In [None]:
import pandas as pd
import geopandas as gpd
import random

# Meet `pandas` and `geopandas`
## Introduction
First up, the name `pandas`. According to the preliminaries in this [book by its original developer](https://wesmckinney.com/book/),

> The pandas name itself is derived from _panel data_, an econometrics term for multidimensional structured datasets, and a play on the phrase _Python data analysis_.

Second up, unlike Python, which I find to be elegant and fun to use, I find `pandas` a bit of a chore to deal with. This is partly because my use of it is somewhat intermittent. It's a complicated API, and in many places not very intuitive. That means that its functions and idioms can take a while to really 'stick'. That's been my experience at any rate. I mention this because I think this is quite a common sentiment. However, `pandas` is so central to the Python data analysis world and Python is so central to code development in the GIS world, that whatever reservations we might have about `pandas`, using it is almost unavoidable!

I mention these reservations, only to provide fair warning. I expect that much of what we cover today will only really stick for you as you use `pandas` and its close cousin `geopandas` regularly in your everyday work. I'd strongly encourage you to get into the habit of using it so that it becomes, if not second nature, then a bit less of a challenge to use!

The other important thing to realise at this moment, is that it's impossible in the space of a few hours to cover all that `pandas` and `geopandas` have to offer because it's a lot! All we can do in these sessions is to introduce some basics and give a sense of the scope of these modules and some of their potential. You will hopefully end up better equipped to know where to look in the voluminous documentation as you develop your skills further after these sessions.

## So why use `pandas`?
**First**, because it's everywhere (including in the ESRI suite of tools).

**Second**, because while reading data files in vanilla Python is not difficult (as we saw on Day 1), reading them using `pandas` is even easier!

In [None]:
df = pd.read_csv("data/wellington-gridded-population.csv")
df.head()

And now we can do operations on whole columns in the data in one _vectorised_ operation. Here's a (nonsensical) example, where we add a new column `z` to the data table by adding together values in `x` and `y`.

In [None]:
df["z"] = df.x + df.y
df.head()

**Third**, because `pandas` is completely geared around the manipulation of data as _series_ (the `Series` data type), or as tables (the `DataFrame` data type), and not at the level of individual data points. That' i's how the data we are usually working with are organised, so it makes sense to use a tool intended for working with such data! 
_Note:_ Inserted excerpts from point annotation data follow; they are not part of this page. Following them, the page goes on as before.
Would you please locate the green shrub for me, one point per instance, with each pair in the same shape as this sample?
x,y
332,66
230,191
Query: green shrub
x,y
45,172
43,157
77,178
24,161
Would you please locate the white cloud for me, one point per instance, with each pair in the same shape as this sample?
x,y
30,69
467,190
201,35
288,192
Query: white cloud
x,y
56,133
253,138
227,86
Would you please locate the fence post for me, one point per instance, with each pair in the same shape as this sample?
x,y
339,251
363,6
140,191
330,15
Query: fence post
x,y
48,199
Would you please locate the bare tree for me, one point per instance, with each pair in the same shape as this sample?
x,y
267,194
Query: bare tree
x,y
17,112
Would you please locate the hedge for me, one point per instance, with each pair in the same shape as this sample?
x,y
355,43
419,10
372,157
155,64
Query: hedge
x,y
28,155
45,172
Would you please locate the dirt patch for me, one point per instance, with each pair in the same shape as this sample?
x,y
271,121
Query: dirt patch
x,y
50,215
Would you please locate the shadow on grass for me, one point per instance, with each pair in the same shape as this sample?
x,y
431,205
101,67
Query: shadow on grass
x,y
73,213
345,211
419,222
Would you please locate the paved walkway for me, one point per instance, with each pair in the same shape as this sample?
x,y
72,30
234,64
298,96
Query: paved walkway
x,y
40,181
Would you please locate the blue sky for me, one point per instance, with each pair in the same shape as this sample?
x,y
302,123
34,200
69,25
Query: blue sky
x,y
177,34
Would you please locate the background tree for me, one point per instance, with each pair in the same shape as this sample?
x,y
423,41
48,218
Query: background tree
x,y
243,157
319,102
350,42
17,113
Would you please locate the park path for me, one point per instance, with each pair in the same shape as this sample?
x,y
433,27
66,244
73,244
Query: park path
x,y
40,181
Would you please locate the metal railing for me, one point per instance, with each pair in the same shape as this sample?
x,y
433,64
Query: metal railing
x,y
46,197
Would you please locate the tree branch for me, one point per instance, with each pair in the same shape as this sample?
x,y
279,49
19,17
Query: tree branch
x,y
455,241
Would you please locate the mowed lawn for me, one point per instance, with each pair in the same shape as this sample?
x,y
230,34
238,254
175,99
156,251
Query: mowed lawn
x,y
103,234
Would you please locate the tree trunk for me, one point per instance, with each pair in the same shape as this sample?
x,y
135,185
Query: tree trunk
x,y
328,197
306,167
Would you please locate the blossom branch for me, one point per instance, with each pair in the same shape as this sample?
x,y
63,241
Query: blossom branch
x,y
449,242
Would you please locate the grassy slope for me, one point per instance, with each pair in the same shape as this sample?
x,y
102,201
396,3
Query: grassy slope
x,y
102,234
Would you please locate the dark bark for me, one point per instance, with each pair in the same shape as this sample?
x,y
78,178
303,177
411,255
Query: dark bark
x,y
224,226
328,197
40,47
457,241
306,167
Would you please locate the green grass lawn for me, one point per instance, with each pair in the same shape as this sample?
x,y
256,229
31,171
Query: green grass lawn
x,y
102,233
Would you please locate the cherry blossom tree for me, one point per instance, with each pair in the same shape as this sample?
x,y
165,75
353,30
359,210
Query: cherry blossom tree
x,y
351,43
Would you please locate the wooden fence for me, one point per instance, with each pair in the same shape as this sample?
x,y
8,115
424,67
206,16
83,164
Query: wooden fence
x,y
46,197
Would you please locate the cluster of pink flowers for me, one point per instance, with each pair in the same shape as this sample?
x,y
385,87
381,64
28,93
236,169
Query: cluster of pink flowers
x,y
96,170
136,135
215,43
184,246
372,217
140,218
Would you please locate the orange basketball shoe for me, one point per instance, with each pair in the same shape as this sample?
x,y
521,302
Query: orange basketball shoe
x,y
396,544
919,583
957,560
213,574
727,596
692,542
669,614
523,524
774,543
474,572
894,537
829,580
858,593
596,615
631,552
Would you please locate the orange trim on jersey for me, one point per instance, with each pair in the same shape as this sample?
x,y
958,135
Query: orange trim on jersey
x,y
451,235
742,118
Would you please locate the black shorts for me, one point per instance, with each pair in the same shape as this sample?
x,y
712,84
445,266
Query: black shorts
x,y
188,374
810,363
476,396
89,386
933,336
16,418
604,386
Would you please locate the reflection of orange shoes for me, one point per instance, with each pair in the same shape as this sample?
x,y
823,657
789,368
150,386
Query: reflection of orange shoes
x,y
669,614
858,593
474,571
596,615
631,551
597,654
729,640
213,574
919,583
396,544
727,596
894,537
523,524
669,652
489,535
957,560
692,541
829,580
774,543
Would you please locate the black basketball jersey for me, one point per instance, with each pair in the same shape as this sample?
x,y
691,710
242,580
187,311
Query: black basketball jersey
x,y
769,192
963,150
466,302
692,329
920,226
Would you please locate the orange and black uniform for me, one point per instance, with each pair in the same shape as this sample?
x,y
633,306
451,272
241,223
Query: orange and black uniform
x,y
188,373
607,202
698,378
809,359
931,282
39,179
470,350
**Fourth**, following on from this, working with data this way has the potential to be (and usually is) much faster than using 'vanilla' Python. This is easily demonstrated. Make a million random numbers and put them in a list. Then also put them in a `pandas.Series`.

In [None]:
# a million random number in a list
numbers = [random.random() for i in range(1_000_000)]
# and the same numbers wrapped up in a pandas.Series
s_numbers = pd.Series(numbers)

Now time the process of squaring every item in the `list`, using the `%timeit` 'magic'. This runs the code enough times to get a reliable estimate of the execution time. Note that I am using a list comprehension here which is already faster (although not by much) than making a new list and appending to it in a `for` loop.

In [None]:
%timeit numbers2 = [x ** 2 for x in numbers] 

Now do the same for the `Series` version, where we simply square the whole series

In [None]:
%timeit s_numbers2 = s_numbers ** 2

On my MacMini the `list` operation takes 48.5 milliseconds, while the `Series` operation takes 580 **micro**seconds. In other words, it's getting on for 100 times faster!

That kind of difference in performance matters greatly when it comes to handling real world data!

The 'magic' here is that `pandas` allows you to avoid explicit loops written in Python. The `for` loops we covered earlier in this course have their place, and you will certainly find uses for them (such as e.g. iterating over all the files in a folder), but pure Python loops run by the interpreter are slow in comparison to the loops implemented in compiled C that `pandas` and an important underlying module `numpy` use to run _vectorised_ operations such as the squaring operation above.

Most of the time, using `pandas` you can avoid explicit looping over your data, and you _certainly should_.

## `geopandas`
`pandas` provides the basic tabular data piece of the geospatial data puzzle. The other half (geometry, mapping, projection, spatial operations) is provided by `geopandas`.

As a quick taster, it's easy to make the CSV dataset into a geospatial data set using `geopandas`. As you might expect `geopandas` can also read and write GIS formatted files and translate between formats, reproject data, and do all the usual GIS-y things.

In [None]:
gdf = gpd.GeoDataFrame(
    data = {"pop": df.pop_est},
    geometry = gpd.points_from_xy(df.x, df.y), 
    crs = 2193
)
gdf.plot(column = "pop", cmap = "Reds", figsize = (8, 10), markersize = 20)

We can even make a web map very easily.

In [None]:
gdf.explore(column = "pop")

So... that's where we're going. It may just take a little while to get there...